Oregon schools are keeping COVID numbers down in part by relying on quarantining
Oregon schools’ efforts to limit the spread of COVID-19 drew positive reviews Thursday from a top state health official, who also said it may be necessary to find ways to limit the number of healthy students being quarantined.
State epidemiologist Dr. Dean Sidelinger said Thursday that thanks to robust testing and quarantine procedures, there have been very few cases of COVID-19 in Oregon’s schools thus far this year, and little transmission.
While quarantine procedures have slowed COVID-19 transmission in schools, by definition students who are in quarantine are not in school. With COVID-19 circulation still near record levels, thousands of students are now in quarantine across the state. That’s led some schools and districts to switch entirely to distance learning, at least for now. Although some schools only have a handful of confirmed cases, they may have several hundred students in quarantine.
Oregon school administrators and public health officials are facing a hard task: how to weigh the benefits of in-person education versus the safety benefits of quarantining the exposed children.
”While we don’t like to quarantine students and send them home to distance learning, we know that’s an important tool in keeping COVID from spreading in the school,” Sidelinger said. “It is disruptive, but it’s less disruptive than seeing COVID go on and spread through schools and lead to potential tragedies.”
In at least one state, a “test-to-stay” strategy has been used to decrease the number of students in quarantine instead of classrooms.

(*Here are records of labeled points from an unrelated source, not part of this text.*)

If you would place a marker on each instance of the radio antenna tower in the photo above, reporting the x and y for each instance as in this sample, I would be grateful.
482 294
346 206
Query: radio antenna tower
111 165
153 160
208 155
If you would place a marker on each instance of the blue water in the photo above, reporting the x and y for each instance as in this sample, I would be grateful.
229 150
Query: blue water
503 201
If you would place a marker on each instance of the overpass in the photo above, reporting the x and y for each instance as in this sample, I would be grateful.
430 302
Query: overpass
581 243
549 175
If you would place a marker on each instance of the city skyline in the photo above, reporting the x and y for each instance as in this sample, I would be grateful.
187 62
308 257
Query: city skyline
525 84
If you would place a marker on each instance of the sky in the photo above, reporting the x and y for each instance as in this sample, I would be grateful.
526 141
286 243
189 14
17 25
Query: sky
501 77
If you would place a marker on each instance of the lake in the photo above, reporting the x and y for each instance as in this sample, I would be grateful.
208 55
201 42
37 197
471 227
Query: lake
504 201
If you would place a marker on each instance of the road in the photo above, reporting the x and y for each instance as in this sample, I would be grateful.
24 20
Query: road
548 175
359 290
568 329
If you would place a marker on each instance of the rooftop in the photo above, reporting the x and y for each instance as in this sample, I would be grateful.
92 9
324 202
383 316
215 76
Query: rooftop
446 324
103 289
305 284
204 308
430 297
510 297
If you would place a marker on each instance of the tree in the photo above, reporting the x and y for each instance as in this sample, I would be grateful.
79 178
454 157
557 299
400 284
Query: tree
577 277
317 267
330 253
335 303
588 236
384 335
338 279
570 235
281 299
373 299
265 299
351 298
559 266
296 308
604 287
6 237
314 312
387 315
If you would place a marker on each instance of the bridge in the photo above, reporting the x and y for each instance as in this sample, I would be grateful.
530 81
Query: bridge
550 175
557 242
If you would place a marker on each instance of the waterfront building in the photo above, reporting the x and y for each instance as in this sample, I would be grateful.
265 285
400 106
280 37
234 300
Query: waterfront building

Utah adopted such a policy in the fall of 2020. In test-to-stay, students who were exposed could return to school after just a few days if they have a negative COVID-19 test, instead of staying home for a full 10-day quarantine. According to a study in Morbidity and Mortality Weekly, which is published by the Center for Disease Control and Prevention, Utah’s test-to-stay policy saved over 100,000 student-days of in-person instruction.
The study was conducted before the delta variant came to Utah. This year, Utah schools are seeing far more COVID-19 cases. It’s possible that’s due to the spread of the delta variant, but the Utah Legislature also passed a law prohibiting mask requirements in schools, which dramatically increased the chances of a child getting infected.
Sidelinger said that his state agency, Oregon Health Authority, considered implementing a test-to-stay strategy when putting together this fall’s COVID-19 guidelines, but ultimately decided against it.
The state had just implemented a new opt-in COVID-19 screening program, which allows individual cohorts of students — entire districts, schools, classes, or clubs — to sign up to be tested once a week.
“We wanted to get that in place first,” he said.
But test-to-stay, and strategies like it, are still on the table. First, though, OHA wants to see how the screening program unfolds. They want to see how well it works, and how many schools ultimately choose to opt in.
”We want to see what our capacity is for doing additional testing before we add on other programs. But certainly, test-to-stay and other methods that are working in other communities or states are things we would like to look at,” Sidelinger explained.
There are other ways to lower the number of students who need to quarantine, and Sidelinger encouraged schools to implement them. Using strict seating charts in classes, lunchrooms and buses, for example, can help a school get a more accurate idea of how many people have been exposed to someone who tested positive. Without strict adherence to seating charts, an entire class — or even grade — may need to quarantine.
Staggering lunches so that fewer students are eating together at any given time can help, too. Sidelinger also suggested schools take steps to limit student-mixing gym class and keeping group sizes small.
COVID-19 cases in Oregon have declined somewhat over the last week, but Sidelinger emphasized that hospitals are still operating at capacity and are rationing care. He asked Oregonians to stay home and avoid taking risks that could spread transmission, and consider the risks towards others and not just themselves, to keep schools and hospitals functioning.